Bürgschaften werden nicht ausgewiesen
Weidel sprach in diesem Kontext auch davon, dass die Haftungen und Garantien für andere Euro-Staaten, Banken und die diversen Eurorettungsfonds gigantisch seien. Auch hier sei "nur ein Teil der tatsächlichen Schulden überhaupt veröffentlicht", so Weidel laut dem stenografischen Bericht zu der Beratung im Bundestag.
Das Bundesfinanzministerium erklärte dazu auf Anfrage des ARD-faktenfinder, der Bundestag sei "in die früheren Programme sowie in das laufende Programm des Europäischen Stabilitätsmechanismus (ESM) für Griechenland vollständig eingebunden". Denn die Programme seien vom Bundestag zu genehmigen gewesen - und die Zustimmung der Bundesregierung zu Programmüberprüfungen und zu Kreditauszahlungen erfolge in enger Abstimmung mit dem Haushaltsausschuss.
Das Finanzministerium unterrichte zudem den Bundestag nach eigenen Angaben regelmäßig über den Stand der EFSF-Gewährleistungen und die aktuelle Inanspruchnahme des ESM sowie über die Erkenntnisse des Frühwarnsystems von ESM/EFSF. Demnach gibt es keine Anzeichen, die darauf hindeuten, dass es in absehbarer Zeit zu einem Kapitalabruf des ESM oder einer Garantieinanspruchnahme der EFSF kommen könnte.

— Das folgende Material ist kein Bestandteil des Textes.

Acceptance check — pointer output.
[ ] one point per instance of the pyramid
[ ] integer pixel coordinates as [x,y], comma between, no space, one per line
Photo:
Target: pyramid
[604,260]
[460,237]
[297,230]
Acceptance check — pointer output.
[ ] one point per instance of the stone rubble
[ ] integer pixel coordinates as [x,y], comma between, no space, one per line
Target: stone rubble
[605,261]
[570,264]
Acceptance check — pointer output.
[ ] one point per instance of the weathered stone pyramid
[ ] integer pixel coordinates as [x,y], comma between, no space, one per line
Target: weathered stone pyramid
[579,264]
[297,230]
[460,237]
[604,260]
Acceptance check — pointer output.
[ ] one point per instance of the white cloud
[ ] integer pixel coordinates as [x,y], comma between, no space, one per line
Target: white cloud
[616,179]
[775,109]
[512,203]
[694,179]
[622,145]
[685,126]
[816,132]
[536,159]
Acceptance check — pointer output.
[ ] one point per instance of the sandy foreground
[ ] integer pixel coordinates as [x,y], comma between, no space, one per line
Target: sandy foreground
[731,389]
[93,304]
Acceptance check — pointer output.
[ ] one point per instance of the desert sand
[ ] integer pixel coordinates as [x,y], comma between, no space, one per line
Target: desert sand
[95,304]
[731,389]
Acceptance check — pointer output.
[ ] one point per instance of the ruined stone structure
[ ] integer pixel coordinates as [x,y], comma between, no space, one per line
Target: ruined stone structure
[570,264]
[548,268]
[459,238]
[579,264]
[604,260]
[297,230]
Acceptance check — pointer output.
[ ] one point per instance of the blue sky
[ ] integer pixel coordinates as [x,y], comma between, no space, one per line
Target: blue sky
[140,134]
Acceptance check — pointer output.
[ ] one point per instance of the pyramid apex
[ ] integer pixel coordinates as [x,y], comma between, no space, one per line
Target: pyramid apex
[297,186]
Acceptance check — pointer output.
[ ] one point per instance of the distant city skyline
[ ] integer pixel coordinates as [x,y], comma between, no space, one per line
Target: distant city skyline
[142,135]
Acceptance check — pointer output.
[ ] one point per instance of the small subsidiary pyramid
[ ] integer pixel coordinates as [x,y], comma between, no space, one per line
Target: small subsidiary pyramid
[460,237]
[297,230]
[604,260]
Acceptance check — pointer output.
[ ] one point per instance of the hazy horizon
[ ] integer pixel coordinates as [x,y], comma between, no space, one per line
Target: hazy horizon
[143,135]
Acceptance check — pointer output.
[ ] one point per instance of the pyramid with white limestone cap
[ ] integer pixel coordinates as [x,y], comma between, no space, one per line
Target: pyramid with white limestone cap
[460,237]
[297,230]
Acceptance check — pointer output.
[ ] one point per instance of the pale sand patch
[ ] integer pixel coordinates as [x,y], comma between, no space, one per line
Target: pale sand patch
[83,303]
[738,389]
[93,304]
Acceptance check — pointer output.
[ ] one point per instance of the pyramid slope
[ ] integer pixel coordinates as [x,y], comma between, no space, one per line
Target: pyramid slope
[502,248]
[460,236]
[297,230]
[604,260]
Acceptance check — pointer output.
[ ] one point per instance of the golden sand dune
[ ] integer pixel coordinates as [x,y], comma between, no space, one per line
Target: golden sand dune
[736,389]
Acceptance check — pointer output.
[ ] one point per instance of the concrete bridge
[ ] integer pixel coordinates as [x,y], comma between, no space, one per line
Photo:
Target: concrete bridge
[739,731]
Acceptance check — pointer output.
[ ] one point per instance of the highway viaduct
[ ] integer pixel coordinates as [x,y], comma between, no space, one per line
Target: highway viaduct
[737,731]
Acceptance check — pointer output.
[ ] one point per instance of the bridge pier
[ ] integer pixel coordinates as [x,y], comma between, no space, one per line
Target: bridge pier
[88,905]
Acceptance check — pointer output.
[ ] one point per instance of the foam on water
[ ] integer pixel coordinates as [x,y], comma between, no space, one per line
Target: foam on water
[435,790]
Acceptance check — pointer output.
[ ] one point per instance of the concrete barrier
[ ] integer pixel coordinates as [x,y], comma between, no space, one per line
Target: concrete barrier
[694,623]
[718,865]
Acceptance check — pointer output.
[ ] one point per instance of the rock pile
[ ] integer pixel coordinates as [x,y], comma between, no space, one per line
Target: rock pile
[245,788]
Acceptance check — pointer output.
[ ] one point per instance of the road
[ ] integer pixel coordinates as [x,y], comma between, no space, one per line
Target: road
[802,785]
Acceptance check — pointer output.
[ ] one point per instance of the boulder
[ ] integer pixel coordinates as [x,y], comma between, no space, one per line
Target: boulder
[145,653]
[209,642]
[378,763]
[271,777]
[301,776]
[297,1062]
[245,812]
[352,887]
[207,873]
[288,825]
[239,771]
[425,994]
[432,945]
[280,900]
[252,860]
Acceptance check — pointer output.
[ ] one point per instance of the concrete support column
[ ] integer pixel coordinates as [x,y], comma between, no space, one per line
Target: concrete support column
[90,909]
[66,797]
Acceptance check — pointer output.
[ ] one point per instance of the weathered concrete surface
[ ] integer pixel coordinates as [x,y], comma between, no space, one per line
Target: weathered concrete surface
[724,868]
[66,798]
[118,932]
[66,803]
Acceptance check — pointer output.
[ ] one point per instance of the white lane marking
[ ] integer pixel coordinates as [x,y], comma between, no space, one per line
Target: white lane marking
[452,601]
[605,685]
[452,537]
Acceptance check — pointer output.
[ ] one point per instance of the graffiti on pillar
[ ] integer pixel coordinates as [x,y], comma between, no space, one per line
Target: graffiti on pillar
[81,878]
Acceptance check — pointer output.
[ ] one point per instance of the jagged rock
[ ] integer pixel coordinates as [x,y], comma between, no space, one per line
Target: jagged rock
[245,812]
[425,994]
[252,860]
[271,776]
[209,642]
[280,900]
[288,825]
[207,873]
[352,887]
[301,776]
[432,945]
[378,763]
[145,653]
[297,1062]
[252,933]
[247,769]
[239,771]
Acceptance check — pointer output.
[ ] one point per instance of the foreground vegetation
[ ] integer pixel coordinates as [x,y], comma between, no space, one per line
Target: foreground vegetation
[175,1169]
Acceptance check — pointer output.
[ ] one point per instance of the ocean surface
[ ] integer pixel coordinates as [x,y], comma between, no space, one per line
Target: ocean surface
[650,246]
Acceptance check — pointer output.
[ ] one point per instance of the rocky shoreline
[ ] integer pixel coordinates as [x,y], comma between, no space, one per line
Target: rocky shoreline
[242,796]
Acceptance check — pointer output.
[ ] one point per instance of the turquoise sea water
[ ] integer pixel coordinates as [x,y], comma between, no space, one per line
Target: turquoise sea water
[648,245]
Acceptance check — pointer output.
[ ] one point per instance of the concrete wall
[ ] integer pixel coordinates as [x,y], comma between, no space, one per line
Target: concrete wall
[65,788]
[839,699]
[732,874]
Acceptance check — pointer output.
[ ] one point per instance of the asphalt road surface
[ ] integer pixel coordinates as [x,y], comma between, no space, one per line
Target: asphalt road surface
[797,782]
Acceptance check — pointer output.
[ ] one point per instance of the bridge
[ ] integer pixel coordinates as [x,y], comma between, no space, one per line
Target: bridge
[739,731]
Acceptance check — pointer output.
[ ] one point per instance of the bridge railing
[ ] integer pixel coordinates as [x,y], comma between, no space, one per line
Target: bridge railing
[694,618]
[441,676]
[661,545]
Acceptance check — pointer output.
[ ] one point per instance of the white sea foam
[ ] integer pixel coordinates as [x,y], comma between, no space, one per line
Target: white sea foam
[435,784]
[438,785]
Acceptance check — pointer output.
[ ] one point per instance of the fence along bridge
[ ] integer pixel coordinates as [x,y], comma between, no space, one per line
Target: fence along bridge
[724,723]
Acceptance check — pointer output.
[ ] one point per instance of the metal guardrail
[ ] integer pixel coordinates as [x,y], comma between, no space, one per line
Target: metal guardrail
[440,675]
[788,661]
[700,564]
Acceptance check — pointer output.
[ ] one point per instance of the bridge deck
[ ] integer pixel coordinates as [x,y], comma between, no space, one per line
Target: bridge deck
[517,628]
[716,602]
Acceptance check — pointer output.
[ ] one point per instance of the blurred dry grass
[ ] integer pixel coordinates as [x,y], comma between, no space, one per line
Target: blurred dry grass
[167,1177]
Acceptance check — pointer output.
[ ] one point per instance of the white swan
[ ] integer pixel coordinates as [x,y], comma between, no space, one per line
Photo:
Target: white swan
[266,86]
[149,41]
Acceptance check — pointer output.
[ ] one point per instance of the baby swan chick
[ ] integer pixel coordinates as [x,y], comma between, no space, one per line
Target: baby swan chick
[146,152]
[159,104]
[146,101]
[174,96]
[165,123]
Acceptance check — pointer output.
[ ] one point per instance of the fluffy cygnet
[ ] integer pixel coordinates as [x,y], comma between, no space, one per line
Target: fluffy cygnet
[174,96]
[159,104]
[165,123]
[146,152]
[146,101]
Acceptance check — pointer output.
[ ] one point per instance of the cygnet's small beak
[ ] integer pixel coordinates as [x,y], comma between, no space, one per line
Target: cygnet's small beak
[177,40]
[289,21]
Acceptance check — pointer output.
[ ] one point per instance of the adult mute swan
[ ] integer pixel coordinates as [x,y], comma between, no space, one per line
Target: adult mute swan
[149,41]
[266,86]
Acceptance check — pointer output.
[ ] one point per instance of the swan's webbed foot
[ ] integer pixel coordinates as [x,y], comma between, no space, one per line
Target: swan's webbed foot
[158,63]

Ordnungsruf für Weidel bleibt
Weidel geriet gestern heftig in die Kritik wegen ihrer Äußerungen über "Kopftuchmädchen" und "Messermänner". Unionsfraktionschef Kauder sagte, sie solle sich schämen, ihre Äußerungen widersprächen dem christlichen Menschenbild.
Der Ordnungsruf gegen Weidel wurde nicht zurückgenommen. Der Bundestag wies mit großer Mehrheit ihren Einspruch dagegen zurück. Die AfD-Fraktionschefin argumentierte bei ihrem Einspruch, dass sich der Begriff "Taugenichtse" sprachlich eindeutig auf "alimentierte Messermänner" bezogen habe und damit "denklogisch nicht auf die Burka und auch nicht auf die Kopftuchmädchen".
Dem folgten bei der namentlichen Abstimmung 85 Parlamentarier. 549 Abgeordnete stimmten gegen Weidels Einspruch, zwei enthielten sich. Nach der Geschäftsordnung des Bundestags kann der Parlamentspräsident Abgeordnete zur Ordnung rufen, wenn sie die Ordnung oder die Würde des Hauses verletzen. Gleichzeitig wird dem betroffenen Abgeordneten das Recht eingeräumt, bis zur nächsten Plenarsitzung Einspruch einzulegen und damit eine Abstimmung des Parlaments zu erzwingen.